Bantahan tersebut disampaikan menyusul pemberitaan di sejumlah media yang menyebut KPK membawa satu orang lainnya dari Pekalongan, Jawa Tengah, ke Gedung Merah Putih KPK di Jakarta.
Dalam pemberitaan itu, nama Sekda Lamongan disebut-sebut ikut dibawa dan diperiksa penyidik.
Nalikan menegaskan, informasi tersebut tidak benar dan kemungkinan terjadi kesalahan dalam proses peliputan. “Mungkin wartawan atau jurnalisnya salah tulis atau kurang dengar,” ujarnya.
BACA JUGA :
Ia juga memastikan bahwa dirinya tidak pernah diperiksa KPK terkait kasus tersebut.
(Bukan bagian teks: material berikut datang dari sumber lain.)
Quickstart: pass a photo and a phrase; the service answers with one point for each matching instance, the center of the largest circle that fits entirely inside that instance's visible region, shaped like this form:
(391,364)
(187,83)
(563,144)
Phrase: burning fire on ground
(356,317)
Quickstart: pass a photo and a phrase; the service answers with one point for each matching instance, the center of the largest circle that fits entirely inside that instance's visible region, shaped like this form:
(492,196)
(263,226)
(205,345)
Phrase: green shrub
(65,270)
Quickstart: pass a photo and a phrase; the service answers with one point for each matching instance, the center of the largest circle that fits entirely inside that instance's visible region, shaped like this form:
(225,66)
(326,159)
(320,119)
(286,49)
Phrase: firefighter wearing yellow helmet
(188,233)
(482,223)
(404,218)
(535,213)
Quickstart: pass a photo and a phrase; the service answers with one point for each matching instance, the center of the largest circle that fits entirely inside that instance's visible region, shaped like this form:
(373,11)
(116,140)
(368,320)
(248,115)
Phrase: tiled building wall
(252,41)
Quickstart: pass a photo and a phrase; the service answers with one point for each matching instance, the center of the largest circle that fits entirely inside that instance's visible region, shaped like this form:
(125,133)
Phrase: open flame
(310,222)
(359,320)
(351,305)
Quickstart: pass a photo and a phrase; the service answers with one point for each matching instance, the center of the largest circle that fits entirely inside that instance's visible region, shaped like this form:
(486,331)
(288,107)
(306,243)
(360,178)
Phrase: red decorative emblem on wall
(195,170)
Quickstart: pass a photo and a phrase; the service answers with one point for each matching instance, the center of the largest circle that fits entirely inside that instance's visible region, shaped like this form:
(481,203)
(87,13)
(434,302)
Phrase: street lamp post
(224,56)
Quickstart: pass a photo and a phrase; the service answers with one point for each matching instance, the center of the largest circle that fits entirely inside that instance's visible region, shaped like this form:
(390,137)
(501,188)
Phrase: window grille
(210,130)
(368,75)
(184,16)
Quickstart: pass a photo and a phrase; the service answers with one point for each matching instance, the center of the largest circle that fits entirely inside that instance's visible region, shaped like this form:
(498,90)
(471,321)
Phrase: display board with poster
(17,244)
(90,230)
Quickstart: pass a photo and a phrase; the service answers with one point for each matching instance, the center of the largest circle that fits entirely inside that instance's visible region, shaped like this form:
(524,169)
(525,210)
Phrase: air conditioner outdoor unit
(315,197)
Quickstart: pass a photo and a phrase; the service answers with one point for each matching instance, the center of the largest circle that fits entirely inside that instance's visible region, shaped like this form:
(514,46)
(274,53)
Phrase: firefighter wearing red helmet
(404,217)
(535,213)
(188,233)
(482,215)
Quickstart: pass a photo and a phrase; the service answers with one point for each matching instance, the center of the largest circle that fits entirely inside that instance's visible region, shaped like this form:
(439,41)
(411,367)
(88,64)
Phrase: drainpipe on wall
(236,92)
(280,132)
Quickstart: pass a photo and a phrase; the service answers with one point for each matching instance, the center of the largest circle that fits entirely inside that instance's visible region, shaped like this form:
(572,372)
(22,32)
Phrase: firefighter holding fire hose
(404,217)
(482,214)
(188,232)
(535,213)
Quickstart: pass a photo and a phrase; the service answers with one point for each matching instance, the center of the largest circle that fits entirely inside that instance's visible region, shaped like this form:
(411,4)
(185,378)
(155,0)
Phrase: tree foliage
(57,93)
Aktivitasnya dalam beberapa hari terakhir pun berjalan seperti biasa.
Sebagai informasi, pada Kamis (3/3/2026), Moh. Nalikan terlihat menghadiri kegiatan Safari Ramadan di Kecamatan Sugio bersama Bupati Lamongan serta sejumlah pejabat daerah lainnya.
Kehadirannya dalam agenda resmi itu menjadi bukti bahwa ia tetap menjalankan tugas pemerintahan seperti biasa di Lamongan.
BACA JUGA :
Sementara itu, KPK sebelumnya melakukan OTT terhadap Bupati Pekalongan, Fadia Arafiq. Namun hingga kini belum ada keterangan resmi dari KPK yang menyebut keterlibatan pejabat dari Kabupaten Lamongan dalam perkara tersebut.
Dengan bantahan tegas dari Sekda Lamongan, diharapkan masyarakat tidak mudah terpengaruh informasi yang belum terverifikasi kebenarannya, bahkan dari media besar.